DateOpenHighLowCloseVolume
Dec 18, 2014 1.36 1.80 1.36 1.60 16,183,276
Dec 17, 2014 1.05 1.20 1.04 1.18 8,387,241
Dec 16, 2014 1.11 1.16 1.00 1.05 8,413,193
Dec 15, 2014 1.24 1.24 1.12 1.13 5,459,888
Dec 12, 2014 1.25 1.27 1.10 1.12 6,241,630

 

However, its hard to understand why one analyst upgrade would send shares surging by 35.59% but there was the following post on the Yahoo! Finance message boards:

Have not heard any rumors but KEG is a MAJOR TAKEOVER TARGET BECAUSE OF THE FOLLOWING REASONS:
VERY NICE BALANCE SHEET
THE STOCK IS CHEAP
AND IT NOW HAS THE BACKING OF RBC

While others have posted messages like the following:

bond market thinks KEG is heading for bankrupcty

selling for 50cents on the dollar

On December 8th, Key Energy Services did announce an amended credit agreement with the Chairman/CEO stating:

"We are pleased to have completed this step in amending our existing Credit Facility to improve our liquidity position. We will be working with our lenders to replace our Credit Facility that matures in March 2016. Taking in to account the current amendments made to the Credit Facility, Key's liquidity position as of the end of the third quarter of 2014 would have been $328.3 million, which includes cash of $57.4 million as of the end of the third quarter of 2014 and undrawn availability under the Credit Facility."

On December 1st, Moody's Investors Service had downgraded Key Energy Services' Corporate Family Rating (CFR) to B1, senior unsecured notes rating to B2 and lowered its Speculative Grade Liquidity Rating to SGL-3 while the outlook was changed to negative. A Moody's AVP was quoted as saying:

"The downgrade reflects weak earnings prospects of Key Energy in 2015 leading to significantly higher leverage, substantial legal expenses related to Foreign Corrupt Practices Act (FCPA) investigations that we expect to continue at least through mid 2015, and diminished liquidity. The negative outlook reflects the uncertainty around the resolution of the FCPA allegations and the company's ability to maintain sufficient headroom under its credit agreement financial covenants."

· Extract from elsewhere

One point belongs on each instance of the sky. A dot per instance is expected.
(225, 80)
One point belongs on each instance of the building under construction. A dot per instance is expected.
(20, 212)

The announcement itself stated:

The outlook could change to stable when the FCPA issues are resolved, the company achieves more meaningful covenant cushion and the revolver maturity has been extended. The rating could be downgraded if covenant challenges continue to linger or if FCPA costs increase significantly or continue beyond mid-2015. Given our negative outlook on the OFS industry and Key Energy's weak EBITDA prospects for the next twelve months, we don't anticipate an upgrade in 2015.

Share Performance: Key Energy Services, Inc vs. OIH & USO

On Thursday, small cap Key Energy Services surged 35.59% to $1.60 (KEG has a 52 week trading range of $1.00 to $10.52 a share) for a market cap of $182.24 million plus shares are down 79.7% since the start of the year and down 82.2% since January 2010. Here is a look at the long term performance of Key Energy Services verses that of the Market Vectors Oil Services ETF and the United States Oil Fund LP ETF:

As you can see from the above performance chart, Key Energy Services had two big surges a few years ago and has fallen off more sharply than the Market Vectors Oil Services ETF and the United States Oil Fund LP ETF.

Finally, here is a look at the latest technical charts for all three oil related investments:

The Bottom Line. I don't see any real justification for the sudden price surge of Key Energy Services beyond something going on behind the scenes or the activities of speculators. Moreover and just because a stock in a beaten down sector is hot does not mean it's a good buy or that now is a good time to buy.